“The first one, anyway.”

A great jet of smoke came from the burning wreck, reaching up and up from between her masts; the mainmast fell as they watched, and as it fell the report of the explosion came to their ears across the water; the fire had reached the schooner’s powder store, and when the smoke cleared a little they could see that she now lay on the shore in two halves, blown asunder in the middle. The foremast still stood for a moment on the forward half, but it fell as they watched it; bows and stern were blazing fiercely, while the boats with the crew rowed away across the shallows.

“A nasty sight,” said Hornblower.

But Bush could see nothing unpleasant about the sight of an enemy burning. He was exulting. “With half his men in the boats he didn’t have enough hands to spare to fight the fires when we hit him,” he said.

“Maybe a shot went through her deck and lodged in her hold,” said Hornblower.

The tone of his voice made Bush look quickly at him, for he was speaking thickly and harshly like a drunken man; but he could not be drunk, although the dirty hairy face and bloodshot eyes might well have suggested it. The man was fatigued. Then the dull expression of Hornblower’s face was replaced once more by a look of animation, and when he spoke his voice was natural again.

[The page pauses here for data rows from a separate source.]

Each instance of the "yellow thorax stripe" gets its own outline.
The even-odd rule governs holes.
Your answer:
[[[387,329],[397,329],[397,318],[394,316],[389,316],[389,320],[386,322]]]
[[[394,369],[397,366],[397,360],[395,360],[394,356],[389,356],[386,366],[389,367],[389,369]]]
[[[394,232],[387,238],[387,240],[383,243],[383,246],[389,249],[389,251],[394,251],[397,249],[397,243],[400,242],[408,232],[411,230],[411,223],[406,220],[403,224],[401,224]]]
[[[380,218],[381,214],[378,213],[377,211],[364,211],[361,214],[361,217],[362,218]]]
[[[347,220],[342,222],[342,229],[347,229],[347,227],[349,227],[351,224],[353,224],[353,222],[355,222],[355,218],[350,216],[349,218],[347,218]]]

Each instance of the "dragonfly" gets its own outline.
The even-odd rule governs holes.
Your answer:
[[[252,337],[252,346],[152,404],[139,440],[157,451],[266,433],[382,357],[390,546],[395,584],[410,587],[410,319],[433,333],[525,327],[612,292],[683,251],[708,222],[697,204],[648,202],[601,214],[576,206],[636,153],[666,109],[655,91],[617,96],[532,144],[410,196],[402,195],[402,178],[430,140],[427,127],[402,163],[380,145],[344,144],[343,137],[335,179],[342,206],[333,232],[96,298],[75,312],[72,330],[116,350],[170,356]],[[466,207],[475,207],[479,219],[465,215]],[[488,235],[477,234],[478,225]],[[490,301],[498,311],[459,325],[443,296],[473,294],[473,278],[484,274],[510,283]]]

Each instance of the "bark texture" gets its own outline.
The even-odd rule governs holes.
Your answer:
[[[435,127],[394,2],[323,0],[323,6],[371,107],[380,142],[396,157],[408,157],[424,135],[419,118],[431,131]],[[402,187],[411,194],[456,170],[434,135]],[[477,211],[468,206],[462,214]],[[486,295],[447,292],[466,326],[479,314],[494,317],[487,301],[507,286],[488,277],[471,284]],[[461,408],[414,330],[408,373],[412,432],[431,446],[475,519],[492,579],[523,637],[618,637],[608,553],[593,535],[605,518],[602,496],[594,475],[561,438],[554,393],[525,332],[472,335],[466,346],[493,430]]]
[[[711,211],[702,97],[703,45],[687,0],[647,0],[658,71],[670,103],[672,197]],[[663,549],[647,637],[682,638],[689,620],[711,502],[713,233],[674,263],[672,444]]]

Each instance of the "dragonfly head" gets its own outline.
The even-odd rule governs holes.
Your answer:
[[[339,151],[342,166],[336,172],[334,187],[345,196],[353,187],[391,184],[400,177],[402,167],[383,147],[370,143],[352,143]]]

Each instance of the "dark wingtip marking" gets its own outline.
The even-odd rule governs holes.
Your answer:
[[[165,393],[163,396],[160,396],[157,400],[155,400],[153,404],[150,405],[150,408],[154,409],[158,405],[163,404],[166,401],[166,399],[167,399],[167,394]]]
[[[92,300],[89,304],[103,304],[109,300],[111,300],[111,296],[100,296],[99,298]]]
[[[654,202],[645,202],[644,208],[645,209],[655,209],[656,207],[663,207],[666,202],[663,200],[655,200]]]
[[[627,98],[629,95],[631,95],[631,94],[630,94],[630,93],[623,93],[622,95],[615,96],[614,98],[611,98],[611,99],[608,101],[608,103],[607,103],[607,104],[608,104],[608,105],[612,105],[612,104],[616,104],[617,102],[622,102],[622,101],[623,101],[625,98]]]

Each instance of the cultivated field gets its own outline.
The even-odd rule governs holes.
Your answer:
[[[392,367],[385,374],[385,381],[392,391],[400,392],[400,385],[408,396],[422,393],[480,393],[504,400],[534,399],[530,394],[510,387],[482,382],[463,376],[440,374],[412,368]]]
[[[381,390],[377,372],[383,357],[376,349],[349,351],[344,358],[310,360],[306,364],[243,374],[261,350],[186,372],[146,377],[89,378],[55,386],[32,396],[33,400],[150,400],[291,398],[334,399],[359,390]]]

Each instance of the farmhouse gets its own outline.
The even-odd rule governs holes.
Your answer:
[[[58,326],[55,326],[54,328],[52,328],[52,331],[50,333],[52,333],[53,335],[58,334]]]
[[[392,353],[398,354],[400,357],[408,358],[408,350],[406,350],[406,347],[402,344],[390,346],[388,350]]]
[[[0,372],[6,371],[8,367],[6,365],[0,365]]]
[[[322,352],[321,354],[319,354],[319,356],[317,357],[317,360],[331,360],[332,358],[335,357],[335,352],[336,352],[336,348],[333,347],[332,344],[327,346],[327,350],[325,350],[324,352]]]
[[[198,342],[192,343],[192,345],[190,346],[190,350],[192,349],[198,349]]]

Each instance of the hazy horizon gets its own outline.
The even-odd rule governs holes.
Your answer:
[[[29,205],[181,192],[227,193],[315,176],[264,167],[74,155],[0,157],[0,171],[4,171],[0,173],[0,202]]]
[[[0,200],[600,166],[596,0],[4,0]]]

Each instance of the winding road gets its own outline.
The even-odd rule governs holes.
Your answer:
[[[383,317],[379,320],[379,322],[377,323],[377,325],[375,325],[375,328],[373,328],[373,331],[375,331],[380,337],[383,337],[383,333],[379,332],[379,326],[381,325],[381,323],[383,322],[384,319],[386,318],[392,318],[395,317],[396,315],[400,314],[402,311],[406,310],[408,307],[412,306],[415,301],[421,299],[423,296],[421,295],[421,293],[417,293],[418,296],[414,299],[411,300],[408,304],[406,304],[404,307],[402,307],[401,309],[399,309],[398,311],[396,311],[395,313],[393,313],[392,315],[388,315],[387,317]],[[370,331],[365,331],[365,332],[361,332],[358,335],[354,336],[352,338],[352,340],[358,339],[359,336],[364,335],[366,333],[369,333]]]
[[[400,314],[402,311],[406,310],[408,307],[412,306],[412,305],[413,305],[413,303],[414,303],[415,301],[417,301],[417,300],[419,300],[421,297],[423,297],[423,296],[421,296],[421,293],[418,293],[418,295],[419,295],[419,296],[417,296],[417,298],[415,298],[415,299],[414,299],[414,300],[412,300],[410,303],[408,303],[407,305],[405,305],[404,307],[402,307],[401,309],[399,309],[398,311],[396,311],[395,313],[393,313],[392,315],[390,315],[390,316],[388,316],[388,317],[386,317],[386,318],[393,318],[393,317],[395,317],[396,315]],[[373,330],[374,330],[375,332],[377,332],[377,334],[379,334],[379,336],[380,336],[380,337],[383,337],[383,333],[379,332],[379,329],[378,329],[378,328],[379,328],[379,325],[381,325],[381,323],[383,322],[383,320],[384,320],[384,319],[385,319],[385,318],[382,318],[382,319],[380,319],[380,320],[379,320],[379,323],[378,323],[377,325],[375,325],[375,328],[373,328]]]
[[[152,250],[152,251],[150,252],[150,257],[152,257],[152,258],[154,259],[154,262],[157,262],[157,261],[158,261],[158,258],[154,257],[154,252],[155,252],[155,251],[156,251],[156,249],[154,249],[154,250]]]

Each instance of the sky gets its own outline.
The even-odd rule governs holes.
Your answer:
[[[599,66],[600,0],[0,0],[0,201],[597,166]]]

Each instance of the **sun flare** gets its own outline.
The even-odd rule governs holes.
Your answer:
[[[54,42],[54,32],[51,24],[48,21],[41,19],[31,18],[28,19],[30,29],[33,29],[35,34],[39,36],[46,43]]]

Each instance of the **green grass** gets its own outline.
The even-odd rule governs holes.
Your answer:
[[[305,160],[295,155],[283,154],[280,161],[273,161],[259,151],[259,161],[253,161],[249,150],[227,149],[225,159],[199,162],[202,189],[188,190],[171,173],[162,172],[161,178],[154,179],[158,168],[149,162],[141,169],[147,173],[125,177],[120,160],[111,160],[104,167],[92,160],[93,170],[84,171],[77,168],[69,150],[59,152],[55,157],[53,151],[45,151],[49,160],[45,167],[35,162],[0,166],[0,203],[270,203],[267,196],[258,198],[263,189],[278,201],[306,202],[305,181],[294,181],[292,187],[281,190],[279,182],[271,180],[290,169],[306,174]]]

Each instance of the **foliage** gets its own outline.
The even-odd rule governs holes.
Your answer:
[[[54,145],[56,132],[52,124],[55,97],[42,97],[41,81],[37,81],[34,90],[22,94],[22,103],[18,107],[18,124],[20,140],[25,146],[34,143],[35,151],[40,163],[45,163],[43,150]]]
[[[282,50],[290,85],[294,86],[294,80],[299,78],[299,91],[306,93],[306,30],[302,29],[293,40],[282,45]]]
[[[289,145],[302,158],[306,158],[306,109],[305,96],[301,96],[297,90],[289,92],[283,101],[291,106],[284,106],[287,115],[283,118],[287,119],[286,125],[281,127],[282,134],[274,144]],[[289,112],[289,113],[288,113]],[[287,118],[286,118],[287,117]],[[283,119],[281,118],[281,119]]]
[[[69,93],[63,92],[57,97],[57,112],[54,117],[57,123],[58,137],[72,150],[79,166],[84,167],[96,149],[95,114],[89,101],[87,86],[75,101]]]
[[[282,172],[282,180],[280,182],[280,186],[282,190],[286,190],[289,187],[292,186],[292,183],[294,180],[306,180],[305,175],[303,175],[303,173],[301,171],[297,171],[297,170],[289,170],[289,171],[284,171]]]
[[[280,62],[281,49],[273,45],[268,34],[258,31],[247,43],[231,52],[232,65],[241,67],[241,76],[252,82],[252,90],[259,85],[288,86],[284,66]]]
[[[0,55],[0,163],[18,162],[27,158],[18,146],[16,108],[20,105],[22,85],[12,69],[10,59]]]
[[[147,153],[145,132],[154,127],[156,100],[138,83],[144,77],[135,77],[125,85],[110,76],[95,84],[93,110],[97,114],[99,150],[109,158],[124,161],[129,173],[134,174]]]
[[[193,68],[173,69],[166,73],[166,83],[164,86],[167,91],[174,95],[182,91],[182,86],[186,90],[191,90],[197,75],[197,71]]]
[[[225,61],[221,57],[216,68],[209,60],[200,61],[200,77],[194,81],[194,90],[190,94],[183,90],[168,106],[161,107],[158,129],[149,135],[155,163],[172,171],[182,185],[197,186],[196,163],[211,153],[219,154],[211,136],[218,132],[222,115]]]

“Here comes the next,” he said. “She must be nearly in range.”

The second schooner, also with her boats in attendance, was coming down the channel, her sails set. Hornblower turned back to the guns.

“D’you see the next ship to aim at?” he called; and received a fierce roar of agreement, before he turned round to hail Saddler. “Bring up those shot, bearer men.”

The procession of bearers with the glowing shot came up the ramp again—frightfully hot shot; the heat as each one went by—twentyfour pounds of whitehot iron—was like the passage of a wave. The routine of rolling the fiendish things into the gun muzzles proceeded. There were some loud remarks from the men at the guns, and one of the shot fell with a thump on the stone floor of the battery, and lay there glowing. Two other guns were still not loaded.